POCT and data integration
As healthcare reform encourages a more proactive and patient-interactive stance, point-of-care testing (POCT) offers substantial benefits because of its ready availability and quicker turnaround time, potentially reducing ER visits and hospital admissions. As accountable care organizations and integrated delivery networks continue to develop, more testing will be performed outside of the core lab, in ambulatory settings and POC locations. It will become extremely important to coordinate this testing and ensure that all healthcare workers on the care team throughout the network have access to the data in order to make timely, optimal care decisions. It is also important that these results are captured in electronic health records for quicker diagnosis and treatment, billing, and to include data from POCT in analytics needed for risk stratification and population health statistics.
Expanding outreach
Declining inpatient visits are compelling laboratories to expand outreach services, creating connections with physician EHRs, nursing homes, clinics, and pharmacies. This creates a demand for full outreach operability that includes courier management, customer relationship management, supply and inventory tracking, and services marketing.
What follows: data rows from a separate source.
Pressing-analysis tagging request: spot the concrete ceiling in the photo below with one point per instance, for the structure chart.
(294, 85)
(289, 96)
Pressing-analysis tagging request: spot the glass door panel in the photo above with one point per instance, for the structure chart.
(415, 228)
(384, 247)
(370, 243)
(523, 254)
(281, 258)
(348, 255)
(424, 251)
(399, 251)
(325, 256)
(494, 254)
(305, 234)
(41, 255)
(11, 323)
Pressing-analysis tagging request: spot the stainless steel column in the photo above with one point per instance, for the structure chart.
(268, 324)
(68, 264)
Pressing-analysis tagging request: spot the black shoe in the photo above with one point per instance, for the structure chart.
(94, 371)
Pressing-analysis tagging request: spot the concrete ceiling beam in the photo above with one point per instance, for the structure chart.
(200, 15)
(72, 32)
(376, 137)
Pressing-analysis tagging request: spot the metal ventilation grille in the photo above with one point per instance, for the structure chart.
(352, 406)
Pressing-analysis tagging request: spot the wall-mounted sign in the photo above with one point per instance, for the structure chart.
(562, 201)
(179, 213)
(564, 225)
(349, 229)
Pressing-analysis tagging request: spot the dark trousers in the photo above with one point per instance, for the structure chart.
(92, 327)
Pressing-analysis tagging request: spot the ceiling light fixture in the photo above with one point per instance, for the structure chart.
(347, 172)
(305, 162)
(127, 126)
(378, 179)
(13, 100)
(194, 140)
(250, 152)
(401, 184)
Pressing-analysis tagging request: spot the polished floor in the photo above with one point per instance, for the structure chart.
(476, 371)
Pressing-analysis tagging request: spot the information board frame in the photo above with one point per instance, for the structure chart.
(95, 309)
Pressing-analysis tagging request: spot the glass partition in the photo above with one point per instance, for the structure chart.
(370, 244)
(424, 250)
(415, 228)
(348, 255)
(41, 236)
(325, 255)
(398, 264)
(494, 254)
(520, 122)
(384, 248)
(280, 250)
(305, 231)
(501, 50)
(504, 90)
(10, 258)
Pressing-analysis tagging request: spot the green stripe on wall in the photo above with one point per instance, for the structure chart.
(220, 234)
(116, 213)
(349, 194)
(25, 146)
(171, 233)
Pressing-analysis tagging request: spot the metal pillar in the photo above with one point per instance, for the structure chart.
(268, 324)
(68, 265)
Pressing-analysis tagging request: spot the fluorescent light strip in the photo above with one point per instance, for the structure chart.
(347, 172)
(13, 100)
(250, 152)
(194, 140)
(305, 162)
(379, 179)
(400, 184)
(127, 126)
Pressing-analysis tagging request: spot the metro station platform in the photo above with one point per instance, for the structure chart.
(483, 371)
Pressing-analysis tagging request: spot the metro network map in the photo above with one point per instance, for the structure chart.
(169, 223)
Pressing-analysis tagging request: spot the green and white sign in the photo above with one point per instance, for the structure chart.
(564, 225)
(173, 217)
True costs and cost-effectiveness
With renewed focus on cost savings, laboratories can no longer afford inefficiencies or be unaware of “hidden” costs. Any IS solution requires support, upgrades, interfaces, and modifications to stay up-to-date and maximize efficiency. Beyond the initial cost of an LIS, lab directors need to consider the amount of money spent on annual support and upgrades. Laboratories cannot afford to spend $250,000 to millions of dollars for support year after year, and hundreds of thousands of dollars for each software upgrade. If the cost of upgrading a system is comparable to the cost of buying a new one, and that cost will be repeated every few years, an opportunity arises for lab leaders to recommend a system that better supports their workflow needs and meets their budgetary requirements. A lab’s LIS must be a cost-effective integration system, but upgrades cannot be so cost-prohibitive that they are avoided.
Effective lab managers understand the true cost of LIS ownership. They evaluate the long-term costs and return on investment (ROI) of their LIS. As new payment models, such as bundled payments, replace fee-for-service models, we can no longer be unaware of the full costs involved in operating the systems we have in place.
The lab’s expanding role
As diagnostics move toward the use of genomics and personalized medicine, laboratories will need agile informatics partners that are able to adapt as testing patterns shift and workflow enhancements occur. The future will require laboratorians and pathologists to find ways to use diagnostic testing to impact the total patient episode of care. Focus will not only be on performing accurate tests, but on finding better test methodologies and opportunities to improve the overall health of patients and the population in general. The lab will be required to expand its reach and will need the necessary IT tools to support this shift in culture.